"But why did he not share with us?" asked one, Baptista Monterey, a short thick-set banderillero in the ordinary tight-fitting black clothes of the profession.
"The man is a French crook, a member of the clever criminal society of White Wolves," explained Quesada with marked patience. "From what Felicidad has told me about him, I have come to understand the workings of his evil mind. I know what he is about. You appreciate, senores, that Don Manuel and this Americano, Senor Carson, both withdrew large sums from the Bank of Spain, and that the residue of these sums is still upon their persons. Jacques Ferou has made up his mind to get this money. The man is avid for money. He means that you all should die, and that he shall survive you!"
"But he must be starving now," objected Morales. "The bread could not last forever."

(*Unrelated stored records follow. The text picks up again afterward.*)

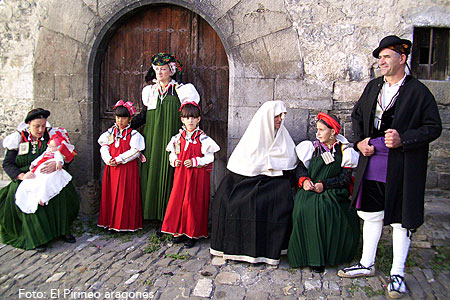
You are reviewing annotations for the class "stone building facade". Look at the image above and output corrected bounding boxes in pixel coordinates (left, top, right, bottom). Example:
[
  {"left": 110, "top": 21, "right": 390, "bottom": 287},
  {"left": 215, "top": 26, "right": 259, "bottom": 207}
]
[{"left": 0, "top": 0, "right": 450, "bottom": 217}]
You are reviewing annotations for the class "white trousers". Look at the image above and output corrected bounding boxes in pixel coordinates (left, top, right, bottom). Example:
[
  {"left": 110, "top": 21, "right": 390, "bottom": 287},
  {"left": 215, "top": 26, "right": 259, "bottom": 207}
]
[{"left": 358, "top": 211, "right": 411, "bottom": 277}]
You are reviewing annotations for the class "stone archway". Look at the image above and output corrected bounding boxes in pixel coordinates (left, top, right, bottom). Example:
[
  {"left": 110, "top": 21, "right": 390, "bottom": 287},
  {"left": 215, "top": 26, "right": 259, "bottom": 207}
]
[{"left": 93, "top": 4, "right": 229, "bottom": 190}]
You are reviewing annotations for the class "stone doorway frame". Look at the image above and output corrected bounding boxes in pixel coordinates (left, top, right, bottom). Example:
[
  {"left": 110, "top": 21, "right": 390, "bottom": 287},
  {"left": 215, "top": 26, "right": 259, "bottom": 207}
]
[{"left": 88, "top": 0, "right": 233, "bottom": 179}]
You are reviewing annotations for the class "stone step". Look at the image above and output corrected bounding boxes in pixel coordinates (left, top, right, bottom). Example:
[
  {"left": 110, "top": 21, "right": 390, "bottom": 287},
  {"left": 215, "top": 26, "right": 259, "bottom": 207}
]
[{"left": 382, "top": 189, "right": 450, "bottom": 248}]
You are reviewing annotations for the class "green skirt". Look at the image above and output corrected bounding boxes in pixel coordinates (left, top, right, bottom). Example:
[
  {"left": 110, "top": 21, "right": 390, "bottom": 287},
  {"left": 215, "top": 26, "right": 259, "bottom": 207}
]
[
  {"left": 288, "top": 189, "right": 359, "bottom": 267},
  {"left": 0, "top": 180, "right": 79, "bottom": 250}
]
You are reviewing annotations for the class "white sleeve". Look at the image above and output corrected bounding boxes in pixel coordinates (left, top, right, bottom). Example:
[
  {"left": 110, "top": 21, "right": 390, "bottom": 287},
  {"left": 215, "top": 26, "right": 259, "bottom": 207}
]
[
  {"left": 176, "top": 83, "right": 200, "bottom": 104},
  {"left": 98, "top": 130, "right": 112, "bottom": 165},
  {"left": 3, "top": 131, "right": 20, "bottom": 150},
  {"left": 30, "top": 151, "right": 46, "bottom": 167},
  {"left": 142, "top": 85, "right": 158, "bottom": 110},
  {"left": 55, "top": 151, "right": 64, "bottom": 165},
  {"left": 192, "top": 135, "right": 220, "bottom": 167},
  {"left": 115, "top": 130, "right": 145, "bottom": 164},
  {"left": 295, "top": 141, "right": 314, "bottom": 169},
  {"left": 166, "top": 134, "right": 180, "bottom": 167},
  {"left": 341, "top": 145, "right": 359, "bottom": 169}
]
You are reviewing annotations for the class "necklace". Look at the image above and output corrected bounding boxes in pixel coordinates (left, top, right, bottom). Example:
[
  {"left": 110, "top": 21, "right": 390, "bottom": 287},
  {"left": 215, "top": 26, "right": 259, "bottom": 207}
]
[{"left": 31, "top": 141, "right": 38, "bottom": 154}]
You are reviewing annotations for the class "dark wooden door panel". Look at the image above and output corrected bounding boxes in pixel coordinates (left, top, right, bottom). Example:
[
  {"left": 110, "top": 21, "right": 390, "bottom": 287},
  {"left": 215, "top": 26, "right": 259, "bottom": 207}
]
[{"left": 98, "top": 5, "right": 229, "bottom": 191}]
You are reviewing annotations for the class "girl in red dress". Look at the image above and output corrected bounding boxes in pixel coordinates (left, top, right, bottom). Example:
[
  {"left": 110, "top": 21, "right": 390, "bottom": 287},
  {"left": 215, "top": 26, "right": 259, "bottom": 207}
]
[
  {"left": 161, "top": 101, "right": 220, "bottom": 248},
  {"left": 98, "top": 100, "right": 145, "bottom": 231}
]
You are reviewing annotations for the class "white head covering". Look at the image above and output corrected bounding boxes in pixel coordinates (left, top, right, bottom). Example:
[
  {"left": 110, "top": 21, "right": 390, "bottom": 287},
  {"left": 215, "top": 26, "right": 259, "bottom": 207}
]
[
  {"left": 227, "top": 101, "right": 297, "bottom": 176},
  {"left": 176, "top": 83, "right": 200, "bottom": 104}
]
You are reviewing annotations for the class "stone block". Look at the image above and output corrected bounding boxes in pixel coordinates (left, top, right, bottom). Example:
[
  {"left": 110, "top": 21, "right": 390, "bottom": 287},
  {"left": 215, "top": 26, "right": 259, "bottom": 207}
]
[
  {"left": 420, "top": 80, "right": 450, "bottom": 106},
  {"left": 211, "top": 9, "right": 236, "bottom": 48},
  {"left": 274, "top": 79, "right": 333, "bottom": 103},
  {"left": 438, "top": 173, "right": 450, "bottom": 190},
  {"left": 229, "top": 0, "right": 292, "bottom": 46},
  {"left": 229, "top": 78, "right": 274, "bottom": 107},
  {"left": 190, "top": 0, "right": 239, "bottom": 22},
  {"left": 244, "top": 290, "right": 269, "bottom": 300},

"It lasted until yesterday evening," rejoined Quesada. "And this morning he accidentally cut his hand on a projecting rock. I was watching from the brush to one side. He sucked the blood from the cut, and that further strengthened him. It is odd, mis caballeros, but a man can live for many days by taking his own blood into his system. It is better even than water."
"But now," persisted Morales.
"Would you care to see what Ferou is doing now?"
They nodded with an awakening show of eagerness.
"We will bring him food anyway," said Carson.
Packing the now flabby bota of wine and the few sausages and bits of bread and cheese which remained, they went on up the road between the boulders at the heels of the stalking bandolero. Twilight was thickening. They rounded the bend and there, where the road slanted down into a ferny depression, they made out before them, seated a-straddle a fallen tree, the Frenchman, Jacques Ferou.
They watched in a kind of bewilderment. The Frenchman's gray-coated back was toward them, and he was bending down over the trunk. He appeared to be working with his hands at the trunk and carrying those hands, every so often, to his mouth. But it was all very vague in the thick twilight.